If a disaster occurs, how much time can your business afford to lose? An hour? A day? A week? An organization that requires immediate recovery will need to budget significantly more funds for disaster recovery than an organization that can afford to be down for a few days. In the same fashion, a tight RPO is expensive, but SMBs must weigh preventative expenditures against the potentially exorbitant cost of significant data loss. Identifying the RPO and RTO will help you allocate the appropriate resources.
If a business has difficulty establishing the RPO and RTO, a business impact analysis (BIA) can help. The basic assumption behind a BIA is that every element of the organization relies upon the continued operation of every other element, but some elements are more crucial than others. The BIA prioritizes mission-critical data and systems and helps organizations allocate the appropriate resources for each component in case of a cataclysmic event.

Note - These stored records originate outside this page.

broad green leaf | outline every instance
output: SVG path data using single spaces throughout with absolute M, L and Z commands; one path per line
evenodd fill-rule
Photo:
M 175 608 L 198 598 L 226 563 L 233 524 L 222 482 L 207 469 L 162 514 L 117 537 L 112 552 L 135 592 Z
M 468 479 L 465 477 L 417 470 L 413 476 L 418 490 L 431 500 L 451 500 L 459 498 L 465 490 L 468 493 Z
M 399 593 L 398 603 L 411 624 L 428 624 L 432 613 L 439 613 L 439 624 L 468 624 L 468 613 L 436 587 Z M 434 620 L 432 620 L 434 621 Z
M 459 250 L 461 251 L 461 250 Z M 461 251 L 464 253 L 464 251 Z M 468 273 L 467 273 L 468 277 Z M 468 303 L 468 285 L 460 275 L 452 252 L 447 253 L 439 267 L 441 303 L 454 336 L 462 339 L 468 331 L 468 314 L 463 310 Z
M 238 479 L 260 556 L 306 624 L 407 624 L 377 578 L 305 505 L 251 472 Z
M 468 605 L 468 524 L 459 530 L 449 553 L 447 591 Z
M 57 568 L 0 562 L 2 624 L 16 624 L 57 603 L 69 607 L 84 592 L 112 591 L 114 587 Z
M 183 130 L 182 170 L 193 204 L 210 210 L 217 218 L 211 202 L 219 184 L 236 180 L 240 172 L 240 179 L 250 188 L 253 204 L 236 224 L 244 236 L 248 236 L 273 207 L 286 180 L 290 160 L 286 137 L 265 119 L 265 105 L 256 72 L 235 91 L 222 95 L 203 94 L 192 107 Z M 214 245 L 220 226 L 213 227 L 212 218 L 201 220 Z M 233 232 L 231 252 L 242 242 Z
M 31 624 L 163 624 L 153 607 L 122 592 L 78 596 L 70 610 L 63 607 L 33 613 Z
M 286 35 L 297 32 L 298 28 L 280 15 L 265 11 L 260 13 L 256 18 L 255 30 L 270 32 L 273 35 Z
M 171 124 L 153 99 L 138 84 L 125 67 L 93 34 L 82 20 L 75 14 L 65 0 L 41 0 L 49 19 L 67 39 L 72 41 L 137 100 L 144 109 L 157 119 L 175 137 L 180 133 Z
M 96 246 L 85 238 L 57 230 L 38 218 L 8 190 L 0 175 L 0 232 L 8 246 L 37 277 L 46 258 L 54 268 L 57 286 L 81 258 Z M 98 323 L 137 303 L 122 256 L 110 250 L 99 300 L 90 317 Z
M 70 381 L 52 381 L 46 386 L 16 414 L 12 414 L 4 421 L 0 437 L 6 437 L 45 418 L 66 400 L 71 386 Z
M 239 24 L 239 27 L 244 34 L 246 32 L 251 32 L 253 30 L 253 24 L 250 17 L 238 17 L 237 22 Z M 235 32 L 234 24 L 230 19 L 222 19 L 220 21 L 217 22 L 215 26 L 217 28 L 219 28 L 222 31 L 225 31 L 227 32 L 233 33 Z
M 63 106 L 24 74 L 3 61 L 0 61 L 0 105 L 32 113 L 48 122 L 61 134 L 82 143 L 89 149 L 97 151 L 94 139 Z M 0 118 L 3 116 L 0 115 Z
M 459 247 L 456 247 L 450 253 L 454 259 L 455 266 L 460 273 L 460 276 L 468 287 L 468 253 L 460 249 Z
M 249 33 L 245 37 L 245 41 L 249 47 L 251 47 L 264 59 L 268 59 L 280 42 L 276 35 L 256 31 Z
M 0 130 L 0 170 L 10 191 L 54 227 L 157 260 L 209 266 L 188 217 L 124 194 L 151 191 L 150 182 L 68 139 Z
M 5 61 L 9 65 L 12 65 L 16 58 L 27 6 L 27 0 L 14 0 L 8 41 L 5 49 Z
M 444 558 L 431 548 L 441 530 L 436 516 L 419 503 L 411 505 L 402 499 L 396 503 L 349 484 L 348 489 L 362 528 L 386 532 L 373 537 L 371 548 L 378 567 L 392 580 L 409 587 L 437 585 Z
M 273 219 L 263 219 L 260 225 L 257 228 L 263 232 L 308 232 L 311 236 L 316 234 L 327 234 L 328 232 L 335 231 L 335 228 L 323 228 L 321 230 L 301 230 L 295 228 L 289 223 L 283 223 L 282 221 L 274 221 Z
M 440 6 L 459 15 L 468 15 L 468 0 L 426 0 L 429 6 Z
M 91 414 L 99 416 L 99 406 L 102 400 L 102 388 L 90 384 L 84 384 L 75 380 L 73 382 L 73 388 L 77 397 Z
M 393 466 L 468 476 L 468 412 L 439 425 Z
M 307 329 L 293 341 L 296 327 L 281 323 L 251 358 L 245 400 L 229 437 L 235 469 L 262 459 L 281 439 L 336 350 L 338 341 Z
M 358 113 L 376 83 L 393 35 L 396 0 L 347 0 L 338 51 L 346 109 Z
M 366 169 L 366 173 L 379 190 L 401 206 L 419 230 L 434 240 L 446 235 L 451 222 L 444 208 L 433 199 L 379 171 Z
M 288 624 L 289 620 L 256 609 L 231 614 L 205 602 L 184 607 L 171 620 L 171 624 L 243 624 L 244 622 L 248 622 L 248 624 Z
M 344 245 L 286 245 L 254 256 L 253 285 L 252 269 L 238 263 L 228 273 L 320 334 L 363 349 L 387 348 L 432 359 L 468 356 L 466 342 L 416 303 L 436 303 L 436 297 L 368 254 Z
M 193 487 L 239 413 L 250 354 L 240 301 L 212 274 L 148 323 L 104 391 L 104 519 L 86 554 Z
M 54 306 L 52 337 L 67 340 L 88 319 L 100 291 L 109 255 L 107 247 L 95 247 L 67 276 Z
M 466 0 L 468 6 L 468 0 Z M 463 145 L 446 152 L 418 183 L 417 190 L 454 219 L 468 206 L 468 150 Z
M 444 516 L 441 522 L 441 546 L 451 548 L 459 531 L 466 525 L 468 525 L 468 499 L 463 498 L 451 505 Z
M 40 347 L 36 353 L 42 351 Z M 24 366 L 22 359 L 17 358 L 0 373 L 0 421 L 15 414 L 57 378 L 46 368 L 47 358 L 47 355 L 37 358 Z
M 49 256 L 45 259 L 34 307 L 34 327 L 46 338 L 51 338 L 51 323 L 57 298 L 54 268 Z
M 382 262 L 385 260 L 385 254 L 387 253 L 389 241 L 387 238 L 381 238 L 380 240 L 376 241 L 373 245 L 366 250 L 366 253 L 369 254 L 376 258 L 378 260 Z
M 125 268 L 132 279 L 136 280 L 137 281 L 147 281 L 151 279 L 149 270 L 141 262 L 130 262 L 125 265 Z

The BIA can also show IT managers and SMB owners alike how much money they could lose by not implementing a disaster-recovery plan.
Build the disaster-recovery plan
When the RPO and RTO are established, you are ready to build a disaster recovery plan. As you build the plan, keep these best practices top of mind:
- Involve all organizational stakeholders, not just IT. For example, the human resources department plays a critical role in training employees on the disaster recovery plan and communicating the plan, so they should participate in development. Chief executives and other top managers are essential to securing disaster recovery funding and organizational buy-in. If you lease your building, the property manager should be apprised of your plan. Further, it may be a good idea to inform local law enforcement of the plan. It is critical to involve all stakeholders in the planning and implementation.
- Prevent data silos: It may be convenient to save documents to the desktop, but it is a bad habit for employees. Individual computer hard drives often are not backed up by IT, so implement a central server to prevent headaches and train all employees to use it exclusively.
- Prioritize backups: Determine what data needs to be stored and for how long, and develop a storage strategy that prioritizes critical data and applications, backing up the most critical first.
- Back up on-site and off-site: Many backup technologies are available, from online backup services to tape and disk-based solutions. Whatever method you choose, it is essential to back up both on-site and off-site so your data and applications survive if your primary business location is unusable. With disk mirroring, for example, at least two drives simultaneously duplicate and store data, so if one of the drives fails the system can switch to the other -- whether it is in the same data center or across the country -- without any loss of data or service.
- Ensure remote access: Data retention is just as important as network access. If the physical office cannot be used in the wake of a disaster, employees will still need to access the network infrastructure to keep operations afloat. All the key players should have remote access, if not the entire company.
Once the downtime threshold is established and the disaster recovery plan is in place, periodic testing should occur. Testing equals time and money, so the frequency with which an organization can test depends on the budget. As a benchmark, SMBs should test no less than twice annually. If it is impossible to test the entire system more than twice a year, organizations should periodically test the most critical applications and systems. Further, tests should be conducted during busy seasons and should be unannounced to all but a few personnel, in order to simulate the urgency of a real disaster. Lastly, IT managers should review the process after each test to establish what worked and what did not, so any errors can be rectified.
An effective disaster recovery plan is critical to business survivability. Every year, one out of 500 data centers will experience a disaster so severe that 43% will be unable to recover, according to the McGladrey and Pullen accounting firm. Another 29% will be forced to close within two years. Disaster recovery is business insurance you just can't afford to live without.